Maddie hunt conman dies
A CONMAN accused of swindling Madeleine McCann’s family out of £ 300,000 has been found dead in a secluded mansion.
Kevin Halligen – who posed as a “James Bond-style” private detective to probe the youngster’s disappearance – was discovered covered in blood at his long-term partner’s home.
Detectives have confirmed they are investigating the 56-year-old’s death.
One of Halligen’s former associates, defence consultant Tim Craig-Harvey, wrote online: “The lies and alcohol finally caught up with him.”
Halligen made wild claims about his bogus hunt for Madeleine.

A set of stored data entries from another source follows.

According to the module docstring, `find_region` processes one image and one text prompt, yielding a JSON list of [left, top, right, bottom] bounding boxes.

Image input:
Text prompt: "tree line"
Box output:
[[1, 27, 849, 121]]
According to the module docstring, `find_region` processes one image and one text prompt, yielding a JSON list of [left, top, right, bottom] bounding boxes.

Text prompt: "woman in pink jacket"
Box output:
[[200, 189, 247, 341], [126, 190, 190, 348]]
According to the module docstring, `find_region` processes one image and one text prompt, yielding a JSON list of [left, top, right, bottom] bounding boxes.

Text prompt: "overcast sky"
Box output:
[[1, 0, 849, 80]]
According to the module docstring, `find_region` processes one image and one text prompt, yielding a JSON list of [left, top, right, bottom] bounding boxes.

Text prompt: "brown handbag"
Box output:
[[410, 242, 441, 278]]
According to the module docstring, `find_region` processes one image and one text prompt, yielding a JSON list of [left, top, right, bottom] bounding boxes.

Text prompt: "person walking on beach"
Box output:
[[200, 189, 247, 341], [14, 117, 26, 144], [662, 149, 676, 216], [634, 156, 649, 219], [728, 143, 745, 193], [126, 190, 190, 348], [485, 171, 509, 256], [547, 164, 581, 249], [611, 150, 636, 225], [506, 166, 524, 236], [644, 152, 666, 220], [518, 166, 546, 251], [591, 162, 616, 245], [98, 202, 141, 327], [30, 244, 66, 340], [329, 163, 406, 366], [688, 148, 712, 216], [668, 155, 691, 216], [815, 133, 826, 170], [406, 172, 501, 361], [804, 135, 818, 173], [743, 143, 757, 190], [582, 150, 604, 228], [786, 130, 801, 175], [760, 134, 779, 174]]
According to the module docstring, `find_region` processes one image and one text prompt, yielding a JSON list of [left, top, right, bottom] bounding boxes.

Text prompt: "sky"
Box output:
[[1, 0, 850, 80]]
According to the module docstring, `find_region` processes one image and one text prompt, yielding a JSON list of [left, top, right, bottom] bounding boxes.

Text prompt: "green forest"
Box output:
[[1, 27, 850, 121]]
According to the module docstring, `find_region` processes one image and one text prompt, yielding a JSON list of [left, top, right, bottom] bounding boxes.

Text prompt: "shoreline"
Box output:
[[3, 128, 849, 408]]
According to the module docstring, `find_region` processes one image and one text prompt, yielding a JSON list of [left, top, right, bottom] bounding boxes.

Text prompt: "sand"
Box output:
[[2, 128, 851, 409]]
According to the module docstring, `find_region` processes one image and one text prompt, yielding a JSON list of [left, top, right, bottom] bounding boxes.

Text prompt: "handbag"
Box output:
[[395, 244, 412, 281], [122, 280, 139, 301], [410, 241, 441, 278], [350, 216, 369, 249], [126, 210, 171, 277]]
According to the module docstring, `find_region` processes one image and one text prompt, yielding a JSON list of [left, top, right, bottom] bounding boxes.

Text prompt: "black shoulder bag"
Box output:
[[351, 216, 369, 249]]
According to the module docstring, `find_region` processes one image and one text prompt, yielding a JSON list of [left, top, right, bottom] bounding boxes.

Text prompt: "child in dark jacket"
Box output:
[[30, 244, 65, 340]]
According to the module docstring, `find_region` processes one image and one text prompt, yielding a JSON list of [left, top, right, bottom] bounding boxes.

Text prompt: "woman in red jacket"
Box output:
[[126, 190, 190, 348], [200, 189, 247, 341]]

He said he had hired an actor to pretend to be a “drunken priest” and seek confessions in the bars of Praia da Luz, where the three-year-old disappeared in May 2007. And he told colleagues a family with a lookalike daughter had been paid to set up home in a resort to try to lure a potential kidnapper. In fact Halligen had squandered the cash on hotels, bars, restaurants and luxury goods. After being sacked from the search for Madeleine, he was extradited to America where he pleaded guilty to defrauding Dutch company Trafigura out of millions. A source close to Madeleine’s parents, Kate and Gerry, said the couple had not had anything to do with Halligen since they terminated their contract with his Washington-based company, Oakley International, in 2008. Surrey police said: “We were called to an address in Guildford on Monday following a report of a man in his 50s having been taken unwell, who subsequently died. The death is being treated as unexplained.”